Naturally, the audience assumes that Anna’s eyes are on Dr Crowe but after re-watching the audience becomes conscious of the fact that her eyes could be anywhere. When Dr Crowe apologizes for his lateness Anna doesn’t respond. On second viewing the audience recognizes that Anna cannot respond because to her Dr Crowe is invisible.
When he turns to sit down he does not move the chair but slides himself into it, another precise detail that adds consistency to the scene. When he is seated he doesn’t ask Anna any questions and does not attempt to stimulate two-way conversation. Even though in first viewing the audience can understand her reasons for ignoring him, direct questions are harder to disregard and by launching into a speech about his work it creates an even better reason for Anna to ignore him. Seeing Anna having a reason to be angry at her husband is the motive of the scene, the more factors contributing towards this motive, the more persuasive the scene will be. It is important that the camera is focused on Dr Crowe as much as possible for the second scene to conceal the fact that Anna may be look sad instead of angry and to obscure the detail that her eyes may not be fixed upon Dr Crowe. Shyamalan obscurely forces Anna out of the frame before the audience even realizes, leaving Dr Crowe the centre of attention. The scene becomes a way for Dr Crowe to gather his thoughts and update the audience on his opinions about Cole and his problems. On a second viewing, the scene is very much about the relationship between Dr Crowe and his wife.
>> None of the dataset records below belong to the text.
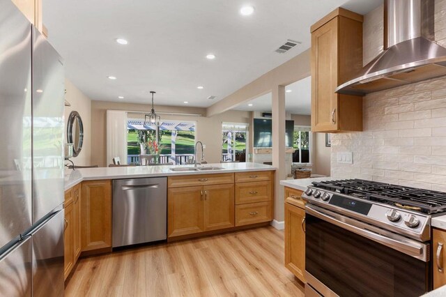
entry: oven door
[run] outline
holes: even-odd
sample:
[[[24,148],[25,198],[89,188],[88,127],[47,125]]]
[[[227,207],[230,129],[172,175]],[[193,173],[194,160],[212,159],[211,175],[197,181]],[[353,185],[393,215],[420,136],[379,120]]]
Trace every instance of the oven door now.
[[[431,289],[429,245],[305,206],[305,279],[323,296],[419,296]]]

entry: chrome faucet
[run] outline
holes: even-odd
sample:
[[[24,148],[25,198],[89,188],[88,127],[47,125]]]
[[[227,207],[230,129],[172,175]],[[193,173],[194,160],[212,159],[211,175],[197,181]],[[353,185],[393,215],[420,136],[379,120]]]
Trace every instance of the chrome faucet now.
[[[199,143],[200,144],[201,144],[201,161],[204,160],[204,153],[203,152],[203,142],[195,142],[195,156],[194,157],[194,167],[197,167],[197,157],[198,157],[198,153],[197,153],[197,145]],[[201,163],[198,163],[198,164],[201,164]]]

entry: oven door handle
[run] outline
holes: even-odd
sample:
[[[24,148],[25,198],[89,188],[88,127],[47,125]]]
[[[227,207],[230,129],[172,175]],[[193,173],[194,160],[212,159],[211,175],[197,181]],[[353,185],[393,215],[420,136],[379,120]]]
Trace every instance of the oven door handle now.
[[[343,222],[342,220],[339,220],[336,218],[332,217],[331,215],[328,215],[323,213],[321,213],[321,211],[316,210],[314,208],[314,206],[309,204],[307,204],[305,206],[305,210],[307,213],[318,218],[321,220],[332,223],[342,229],[352,231],[367,238],[382,243],[385,246],[393,248],[394,250],[403,252],[404,254],[408,254],[410,256],[419,258],[420,256],[422,255],[423,254],[424,248],[425,247],[425,246],[421,243],[418,244],[415,242],[403,242],[376,232],[373,232],[371,231],[367,230],[359,227],[354,226],[351,224]],[[341,219],[343,218],[342,216],[337,214],[337,216],[338,215]],[[346,218],[346,219],[348,218]],[[408,239],[408,241],[409,240]]]

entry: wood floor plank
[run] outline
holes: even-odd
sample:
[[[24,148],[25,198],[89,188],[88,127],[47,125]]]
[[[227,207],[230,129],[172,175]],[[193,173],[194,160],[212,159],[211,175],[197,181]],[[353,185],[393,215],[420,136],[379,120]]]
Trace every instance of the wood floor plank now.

When the bill arrives and Dr Crowe attempts to take it, it is only appropriate that Anna must reach it first so that the rule that ghosts cannot touch material object remains accurate. Anna signs the bill quickly and before leaving whispers ‘Happy Anniversary’ Here Olivia William’s (Anna) acting is deliberately ambiguous. On first viewing the audience logically assumes that Anna is talking to Dr Crowe, in a mocking way. However, on a second viewing, the depth of Anna’s sadness becomes more obvious.
The audience mistakes Anna’s heartbroken desire to relive the days when her husband was alive for anger at his late arrival to the restaurant.After having discussed and analyzed ‘The Restaurant Scene’ and ‘The scene where Dr Crowe is in the house with both Cole and his mother’ I feel as though I have begun to unravel the many layers to the Sixth Sense. Despite the fact that for near the entirety of the film the audience believes that it is a standard horror film, something rather more stunning is revealed when the audience discovers that Dr Crowe is dead.
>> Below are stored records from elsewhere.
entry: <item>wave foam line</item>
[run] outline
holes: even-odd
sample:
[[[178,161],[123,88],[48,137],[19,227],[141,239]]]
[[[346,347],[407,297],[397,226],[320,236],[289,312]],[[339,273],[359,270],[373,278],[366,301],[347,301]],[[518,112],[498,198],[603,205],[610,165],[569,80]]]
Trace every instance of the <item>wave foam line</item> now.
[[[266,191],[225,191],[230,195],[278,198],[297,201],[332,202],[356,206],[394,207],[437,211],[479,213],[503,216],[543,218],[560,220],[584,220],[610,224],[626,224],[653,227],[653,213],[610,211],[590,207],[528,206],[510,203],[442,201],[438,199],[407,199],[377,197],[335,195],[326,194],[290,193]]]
The perfection and plausibility of the film could never have been achieved without the technical and dramatic techniques that have been used throughout the whole film and particularly the two scenes I have studied. I don’t think that I’ve ever accredited the enormous impact that the camera angles and the way that the set is assembled effect a scene; The Sixth Sense definitely provides an impeccable example of how successfully it can help to define a story. It is one of those rare films that maintains the ability to be watched more than once and feel as though you are watching an entirely different film.
The film offers a balance of adept acting, shrewd scripting and astute camera shots that fool the audience into believing that Dr Crowe is alive.